Breaking the cycle


A DANDENONG women’s group says governments need to address education gaps to break the poverty cycle.
Dandenong Evening Voice, Interests and Education of Women (VIEW) Club raised the issue in the lead-up to Anti-Poverty Week (12-18 October).
VIEW fund-raises and volunteers for The Smith Family to help vulnerable young Australians to succeed in their education.
Dandenong Evening VIEW secretary Gunta Delvers said it was hard for kids to concentrate on schoolwork when they were hungry or battling a health problem.
She called on state and federal governments to address the gap in educational performance between disadvantaged and advantaged young Australians.
“Financial vulnerability also means children don’t have access to important learning resources such as books or a home computer, or the pursuits that are at the heart of receiving a comprehensive education, such as school camps, hobbies and sport,” she said.
“As they reach their teens, children in disadvantaged communities often lack positive role models and the networks so crucial in creating a pathway to future study or a job.”

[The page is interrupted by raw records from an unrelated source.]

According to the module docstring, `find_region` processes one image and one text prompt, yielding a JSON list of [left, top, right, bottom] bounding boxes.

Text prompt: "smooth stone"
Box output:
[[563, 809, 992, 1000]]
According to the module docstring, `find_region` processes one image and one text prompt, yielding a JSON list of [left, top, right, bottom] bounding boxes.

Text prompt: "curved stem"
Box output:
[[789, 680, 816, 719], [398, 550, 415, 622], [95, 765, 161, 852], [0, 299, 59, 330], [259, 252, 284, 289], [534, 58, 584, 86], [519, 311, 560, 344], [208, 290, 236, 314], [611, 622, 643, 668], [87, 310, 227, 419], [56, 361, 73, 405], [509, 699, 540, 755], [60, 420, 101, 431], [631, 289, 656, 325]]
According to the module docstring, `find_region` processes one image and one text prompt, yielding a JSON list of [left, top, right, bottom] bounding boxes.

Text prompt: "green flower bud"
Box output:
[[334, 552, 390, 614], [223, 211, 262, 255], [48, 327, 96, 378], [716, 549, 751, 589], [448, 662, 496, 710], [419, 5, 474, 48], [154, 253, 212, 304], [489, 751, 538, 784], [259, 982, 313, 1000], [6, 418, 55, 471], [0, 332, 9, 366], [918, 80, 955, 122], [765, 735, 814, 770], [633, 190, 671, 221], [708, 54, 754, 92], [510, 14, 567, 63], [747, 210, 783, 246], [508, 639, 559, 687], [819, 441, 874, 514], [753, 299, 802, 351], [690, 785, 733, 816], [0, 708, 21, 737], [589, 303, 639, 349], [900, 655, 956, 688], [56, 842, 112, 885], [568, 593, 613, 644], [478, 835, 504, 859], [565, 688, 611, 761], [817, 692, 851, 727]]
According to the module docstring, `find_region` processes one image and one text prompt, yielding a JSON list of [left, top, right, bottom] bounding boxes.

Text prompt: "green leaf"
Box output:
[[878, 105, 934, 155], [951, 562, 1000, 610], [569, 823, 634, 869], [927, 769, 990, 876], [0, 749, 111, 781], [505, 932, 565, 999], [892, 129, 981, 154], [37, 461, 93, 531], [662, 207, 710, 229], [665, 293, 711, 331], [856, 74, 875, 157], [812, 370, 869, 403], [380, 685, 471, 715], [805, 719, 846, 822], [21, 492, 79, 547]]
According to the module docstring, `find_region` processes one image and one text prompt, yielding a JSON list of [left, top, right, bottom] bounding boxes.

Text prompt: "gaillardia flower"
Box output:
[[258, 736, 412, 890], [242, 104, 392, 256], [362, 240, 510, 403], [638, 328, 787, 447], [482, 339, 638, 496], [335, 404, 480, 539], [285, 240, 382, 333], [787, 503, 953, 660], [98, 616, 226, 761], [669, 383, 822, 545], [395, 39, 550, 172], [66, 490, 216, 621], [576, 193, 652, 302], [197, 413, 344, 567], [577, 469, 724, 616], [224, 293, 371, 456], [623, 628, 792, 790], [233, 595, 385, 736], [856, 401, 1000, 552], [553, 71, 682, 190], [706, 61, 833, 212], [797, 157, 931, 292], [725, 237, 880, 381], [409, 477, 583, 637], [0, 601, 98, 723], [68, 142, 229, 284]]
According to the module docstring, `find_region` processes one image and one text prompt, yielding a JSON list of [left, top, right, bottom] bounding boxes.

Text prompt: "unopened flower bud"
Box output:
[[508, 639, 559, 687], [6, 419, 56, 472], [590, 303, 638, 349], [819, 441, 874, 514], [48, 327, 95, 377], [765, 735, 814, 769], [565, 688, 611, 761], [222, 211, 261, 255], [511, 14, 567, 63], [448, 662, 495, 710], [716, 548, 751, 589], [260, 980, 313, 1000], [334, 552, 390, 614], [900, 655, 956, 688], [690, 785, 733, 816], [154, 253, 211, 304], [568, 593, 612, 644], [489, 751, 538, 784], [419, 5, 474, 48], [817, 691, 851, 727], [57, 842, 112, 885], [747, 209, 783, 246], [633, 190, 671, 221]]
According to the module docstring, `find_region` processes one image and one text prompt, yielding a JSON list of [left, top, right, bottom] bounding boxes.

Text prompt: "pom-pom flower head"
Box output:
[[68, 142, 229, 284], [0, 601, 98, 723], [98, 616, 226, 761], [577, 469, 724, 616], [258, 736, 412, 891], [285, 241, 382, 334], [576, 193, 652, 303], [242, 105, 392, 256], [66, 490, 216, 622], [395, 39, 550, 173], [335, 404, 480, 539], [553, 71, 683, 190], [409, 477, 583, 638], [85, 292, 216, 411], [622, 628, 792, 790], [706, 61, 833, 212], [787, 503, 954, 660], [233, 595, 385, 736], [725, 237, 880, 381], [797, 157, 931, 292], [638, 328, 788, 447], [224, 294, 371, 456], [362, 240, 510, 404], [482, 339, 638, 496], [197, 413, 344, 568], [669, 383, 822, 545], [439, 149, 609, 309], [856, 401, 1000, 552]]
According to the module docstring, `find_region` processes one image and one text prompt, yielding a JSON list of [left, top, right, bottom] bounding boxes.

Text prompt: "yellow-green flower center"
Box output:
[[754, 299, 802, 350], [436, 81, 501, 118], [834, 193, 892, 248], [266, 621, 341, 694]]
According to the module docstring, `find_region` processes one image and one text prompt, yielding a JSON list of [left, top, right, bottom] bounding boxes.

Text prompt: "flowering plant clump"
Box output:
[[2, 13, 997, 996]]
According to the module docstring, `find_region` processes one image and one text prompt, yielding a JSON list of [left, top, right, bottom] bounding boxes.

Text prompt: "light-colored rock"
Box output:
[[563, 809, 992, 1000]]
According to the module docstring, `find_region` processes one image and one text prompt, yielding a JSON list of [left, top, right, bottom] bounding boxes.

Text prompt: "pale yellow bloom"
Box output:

Ms Delvers said that if a young person left school with an inadequate education it was likely their cycle of disadvantage would continue.
“That’s not only bad for them but for the entire community,” she said.
“Anti-Poverty Week is an opportune time for VIEW to contribute its voice to tackling disadvantage in Australia – to help change perceptions and raise awareness of this critical issue, in the Dandenong region and across the country.”
Anti-Poverty Week aims to strengthen public understanding of poverty and encourage discussion and action aimed at addressing the problem.